How Johannesburg's universities became locked in a battle over fees, funding and access
Years of budget cuts and policy shifts have created a perfect storm at institutions like Wits and UJ—and students are paying the price.
Years of budget cuts and policy shifts have created a perfect storm at institutions like Wits and UJ—and students are paying the price.

The tensions now roiling Johannesburg's university sector didn't materialise overnight. A decade of underfunding, policy uncertainty, and competing demands between government, institutions, and students has created a structural crisis that experts say requires urgent reckoning.
The roots run deep. Since the 2015 #FeesMustFall movement, which saw students occupying the library at the University of the Witwatersrand's main campus in Braamfontein, the relationship between higher education institutions and their constituencies has been fraught. While government implemented a zero-per-cent fee increase for low-income students in 2016, it never adequately compensated universities for lost revenue. Wits, ranked among Africa's top institutions, saw its operational budget squeezed even as student numbers remained high.
The University of Johannesburg, which merged three historically separate institutions in 2005, faced additional complications. Spanning multiple campuses—from Kingsway in Auckland Park to the Doornfontein precinct—UJ inherited fragmented infrastructure and legacy financial obligations. Meanwhile, government subsidies to the higher education sector declined in real terms, dropping from approximately 0.73 per cent of GDP in 2010 to around 0.58 per cent by 2024.

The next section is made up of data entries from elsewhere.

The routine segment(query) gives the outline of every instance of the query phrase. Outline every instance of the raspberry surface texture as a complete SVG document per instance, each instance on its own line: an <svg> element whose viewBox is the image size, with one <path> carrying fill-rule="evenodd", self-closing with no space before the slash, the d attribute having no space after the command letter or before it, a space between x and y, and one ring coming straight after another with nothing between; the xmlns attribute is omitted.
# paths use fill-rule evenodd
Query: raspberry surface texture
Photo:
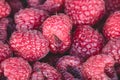
<svg viewBox="0 0 120 80"><path fill-rule="evenodd" d="M10 38L10 45L16 55L28 61L39 60L49 52L49 42L37 30L14 32Z"/></svg>
<svg viewBox="0 0 120 80"><path fill-rule="evenodd" d="M92 55L99 54L104 45L103 36L88 25L78 26L73 33L70 54L86 60Z"/></svg>
<svg viewBox="0 0 120 80"><path fill-rule="evenodd" d="M71 45L71 19L65 14L57 14L47 18L42 25L43 35L50 42L52 53L64 53Z"/></svg>
<svg viewBox="0 0 120 80"><path fill-rule="evenodd" d="M105 3L103 0L66 0L65 13L75 25L93 25L105 13Z"/></svg>
<svg viewBox="0 0 120 80"><path fill-rule="evenodd" d="M44 10L35 8L21 9L15 14L15 23L17 30L37 29L47 18L48 14Z"/></svg>
<svg viewBox="0 0 120 80"><path fill-rule="evenodd" d="M85 80L118 80L114 64L114 59L109 55L95 55L83 63L81 71Z"/></svg>
<svg viewBox="0 0 120 80"><path fill-rule="evenodd" d="M29 80L32 72L29 63L19 57L4 60L1 69L8 80Z"/></svg>

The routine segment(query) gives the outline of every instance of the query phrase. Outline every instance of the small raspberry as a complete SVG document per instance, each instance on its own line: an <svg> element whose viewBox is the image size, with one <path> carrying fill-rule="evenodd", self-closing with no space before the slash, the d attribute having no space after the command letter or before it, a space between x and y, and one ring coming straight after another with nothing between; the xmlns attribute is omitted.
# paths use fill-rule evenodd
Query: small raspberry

Then came the pandemic. Campuses shuttered, residential students moved home, and institutions scrambled to offer online learning. Universities spent millions on digital infrastructure while facing occupancy losses in their residences—critical revenue streams for institutions like Wits and UJ. Some residences in Braamfontein and Johannesburg's northern suburbs remained half-empty for semesters.
The employment picture complicated matters further. Graduate unemployment among South Africans aged 15-24 hovered around 35 per cent in recent years, raising questions about whether traditional university degrees offered adequate value. Simultaneously, the National Student Financial Aid Scheme (NSFAS) struggled to disburse funds on time, leaving students in Johannesburg's residences without living allowances while institutions were held responsible for their wellbeing.
What emerges is a system under strain from multiple directions: institutions cannot sustainably operate on government grants alone; students cannot afford escalating fees; and government cannot adequately fund expansion while servicing other priorities. Solutions proposed—from increased corporate partnerships to differentiated fee structures—have been contentious, with students and unions arguing they shift burden away from the state.
Understanding this context is essential as Johannesburg's universities navigate a critical year. The decisions made now will shape whether higher education remains accessible to the city's young people, or whether Johannesburg's role as an education hub becomes increasingly exclusive.
This article was compiled by AI from the sources linked above and screened before publishing. See our editorial standards.